5 Powerful Tips to Generate Better Code with AI

This post isn’t about the usual “how to prompt AI” advice.
It’s about lesser-known habits that can seriously upgrade the quality of code you get from LLMs.

Tip 1 — Say you’re not satisfied (immediately)

If the generated code isn’t what you expected, say it clearly and early.

Why this matters:

  • LLMs adapt within a conversation.
  • When you signal dissatisfaction, you push the model to:
    • Reconsider assumptions
    • Apply stricter reasoning
    • Explore alternative approaches

Often the second attempt is more thoughtful than the first one.

Tip 2 — Ask twice (even when it’s good)

Even if the solution works perfectly, try this:

“Improve this code.”

You’d be surprised how often AI:

  • Simplifies logic
  • Improves naming
  • Enhances performance
  • Reduces edge-case risk

Iterative refinement with AI is like having a senior reviewer on demand.

Tip 3 — Give the big picture (and real context)

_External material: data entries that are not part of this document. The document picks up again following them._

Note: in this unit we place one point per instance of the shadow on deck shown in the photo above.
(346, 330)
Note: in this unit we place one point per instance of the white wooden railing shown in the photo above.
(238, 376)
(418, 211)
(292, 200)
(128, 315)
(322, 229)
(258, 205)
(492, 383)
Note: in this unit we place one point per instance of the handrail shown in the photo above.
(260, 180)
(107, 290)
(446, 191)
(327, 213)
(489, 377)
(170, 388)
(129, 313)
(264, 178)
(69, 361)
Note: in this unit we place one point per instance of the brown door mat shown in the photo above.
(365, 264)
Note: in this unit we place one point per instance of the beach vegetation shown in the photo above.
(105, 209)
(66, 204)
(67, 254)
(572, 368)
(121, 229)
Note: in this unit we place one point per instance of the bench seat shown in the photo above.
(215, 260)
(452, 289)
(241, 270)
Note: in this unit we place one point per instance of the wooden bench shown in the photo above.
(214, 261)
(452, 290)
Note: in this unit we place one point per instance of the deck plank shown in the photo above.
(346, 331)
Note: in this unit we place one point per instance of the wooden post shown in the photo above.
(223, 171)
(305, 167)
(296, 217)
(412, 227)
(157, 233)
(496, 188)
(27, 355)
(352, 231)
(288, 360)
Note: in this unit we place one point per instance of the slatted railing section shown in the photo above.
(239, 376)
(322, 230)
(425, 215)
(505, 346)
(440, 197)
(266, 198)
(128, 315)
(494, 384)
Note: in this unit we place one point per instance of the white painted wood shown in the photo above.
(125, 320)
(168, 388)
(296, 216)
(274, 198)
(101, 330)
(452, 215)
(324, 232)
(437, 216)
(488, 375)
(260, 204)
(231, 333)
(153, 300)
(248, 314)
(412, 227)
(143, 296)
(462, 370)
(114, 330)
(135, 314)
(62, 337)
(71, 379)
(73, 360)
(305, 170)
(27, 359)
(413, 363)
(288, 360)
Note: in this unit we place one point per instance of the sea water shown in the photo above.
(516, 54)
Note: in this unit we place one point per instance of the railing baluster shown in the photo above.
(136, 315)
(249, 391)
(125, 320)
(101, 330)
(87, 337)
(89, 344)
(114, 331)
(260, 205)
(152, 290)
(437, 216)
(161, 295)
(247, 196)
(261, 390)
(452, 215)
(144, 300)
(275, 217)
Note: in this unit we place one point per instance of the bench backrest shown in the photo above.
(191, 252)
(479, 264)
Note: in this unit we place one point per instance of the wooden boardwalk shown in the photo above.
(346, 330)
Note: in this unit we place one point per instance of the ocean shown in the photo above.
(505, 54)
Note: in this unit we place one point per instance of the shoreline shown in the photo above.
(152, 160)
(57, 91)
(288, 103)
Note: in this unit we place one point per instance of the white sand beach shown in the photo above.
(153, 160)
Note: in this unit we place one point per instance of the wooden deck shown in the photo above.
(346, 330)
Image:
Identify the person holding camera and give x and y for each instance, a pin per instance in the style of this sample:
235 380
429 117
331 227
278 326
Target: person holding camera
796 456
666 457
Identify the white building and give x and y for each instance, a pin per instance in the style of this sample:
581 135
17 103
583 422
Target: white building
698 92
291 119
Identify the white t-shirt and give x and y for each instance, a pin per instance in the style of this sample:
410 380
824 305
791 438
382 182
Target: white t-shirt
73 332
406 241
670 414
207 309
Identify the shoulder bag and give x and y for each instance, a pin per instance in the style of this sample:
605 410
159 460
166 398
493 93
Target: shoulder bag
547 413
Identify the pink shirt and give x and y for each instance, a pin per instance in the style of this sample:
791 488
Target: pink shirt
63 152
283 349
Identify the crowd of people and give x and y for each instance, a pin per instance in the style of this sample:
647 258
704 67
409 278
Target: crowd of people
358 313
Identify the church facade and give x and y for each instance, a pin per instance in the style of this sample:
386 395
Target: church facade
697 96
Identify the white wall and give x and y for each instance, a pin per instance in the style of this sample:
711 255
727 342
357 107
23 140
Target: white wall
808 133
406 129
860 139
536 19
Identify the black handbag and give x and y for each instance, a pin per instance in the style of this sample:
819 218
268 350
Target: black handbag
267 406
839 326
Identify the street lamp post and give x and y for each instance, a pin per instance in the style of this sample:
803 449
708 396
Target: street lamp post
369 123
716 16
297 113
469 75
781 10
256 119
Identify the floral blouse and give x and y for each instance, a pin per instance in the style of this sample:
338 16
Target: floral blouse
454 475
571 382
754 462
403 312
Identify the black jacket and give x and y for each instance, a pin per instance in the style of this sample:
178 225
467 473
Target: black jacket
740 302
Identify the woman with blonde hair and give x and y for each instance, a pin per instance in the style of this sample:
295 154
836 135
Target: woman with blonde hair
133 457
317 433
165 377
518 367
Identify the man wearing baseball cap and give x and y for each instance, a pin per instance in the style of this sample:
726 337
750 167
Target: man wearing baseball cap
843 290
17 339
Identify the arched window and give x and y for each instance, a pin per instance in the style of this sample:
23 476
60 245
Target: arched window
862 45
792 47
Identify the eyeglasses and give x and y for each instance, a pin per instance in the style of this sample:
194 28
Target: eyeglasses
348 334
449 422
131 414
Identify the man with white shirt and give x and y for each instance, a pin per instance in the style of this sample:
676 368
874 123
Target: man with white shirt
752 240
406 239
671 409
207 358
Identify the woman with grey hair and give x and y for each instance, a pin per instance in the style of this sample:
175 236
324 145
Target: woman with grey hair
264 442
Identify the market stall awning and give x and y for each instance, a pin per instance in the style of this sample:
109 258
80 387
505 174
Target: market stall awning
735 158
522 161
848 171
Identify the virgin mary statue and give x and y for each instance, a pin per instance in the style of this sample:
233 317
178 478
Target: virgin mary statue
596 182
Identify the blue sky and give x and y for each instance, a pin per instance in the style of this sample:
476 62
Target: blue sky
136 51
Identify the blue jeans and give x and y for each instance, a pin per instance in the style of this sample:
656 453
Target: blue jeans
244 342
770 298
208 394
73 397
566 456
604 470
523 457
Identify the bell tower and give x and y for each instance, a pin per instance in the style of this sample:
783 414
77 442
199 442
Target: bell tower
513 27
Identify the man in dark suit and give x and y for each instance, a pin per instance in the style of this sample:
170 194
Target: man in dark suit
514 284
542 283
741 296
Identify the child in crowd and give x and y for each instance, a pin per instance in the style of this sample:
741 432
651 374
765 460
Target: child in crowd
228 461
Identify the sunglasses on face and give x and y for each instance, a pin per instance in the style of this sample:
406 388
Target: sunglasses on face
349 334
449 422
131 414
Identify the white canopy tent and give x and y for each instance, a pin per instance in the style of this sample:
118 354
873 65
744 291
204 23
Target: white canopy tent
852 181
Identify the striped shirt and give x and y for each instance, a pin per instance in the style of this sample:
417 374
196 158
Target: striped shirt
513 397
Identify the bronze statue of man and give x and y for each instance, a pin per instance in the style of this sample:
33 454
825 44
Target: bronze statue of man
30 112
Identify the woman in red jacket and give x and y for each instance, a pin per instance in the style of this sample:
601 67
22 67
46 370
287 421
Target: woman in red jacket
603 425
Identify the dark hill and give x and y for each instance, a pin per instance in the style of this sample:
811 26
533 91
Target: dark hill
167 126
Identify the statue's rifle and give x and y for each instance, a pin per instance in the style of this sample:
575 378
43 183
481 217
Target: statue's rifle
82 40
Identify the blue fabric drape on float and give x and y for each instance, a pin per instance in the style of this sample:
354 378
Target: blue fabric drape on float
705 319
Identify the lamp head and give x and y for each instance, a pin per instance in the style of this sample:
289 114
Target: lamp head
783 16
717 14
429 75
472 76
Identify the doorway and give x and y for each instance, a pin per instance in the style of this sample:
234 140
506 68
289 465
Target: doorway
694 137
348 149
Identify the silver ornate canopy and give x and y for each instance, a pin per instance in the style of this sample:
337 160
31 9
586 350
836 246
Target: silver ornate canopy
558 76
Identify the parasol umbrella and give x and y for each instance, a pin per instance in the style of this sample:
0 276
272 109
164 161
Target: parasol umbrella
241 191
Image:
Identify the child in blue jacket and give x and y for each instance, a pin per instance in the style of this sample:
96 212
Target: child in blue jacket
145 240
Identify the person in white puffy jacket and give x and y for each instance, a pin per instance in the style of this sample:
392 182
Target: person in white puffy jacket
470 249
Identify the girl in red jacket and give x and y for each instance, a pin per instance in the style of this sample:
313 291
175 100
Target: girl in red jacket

AI performs dramatically better when it understands your architecture and code structure.

Instead of only saying:

“Write a method that does X”

Try:

“This belongs to the service layer. We follow a layered architecture: Controller → Service → Repository. Where should this logic live?”

Now the AI can:

  • Place responsibilities correctly
  • Avoid leaking business logic into technical layers
  • Produce code that fits your design

But here’s where things become powerful.

Instead of manually describing the system, you can use an AI Prompt Builder that automatically enriches your request with real project context extracted from your codebase.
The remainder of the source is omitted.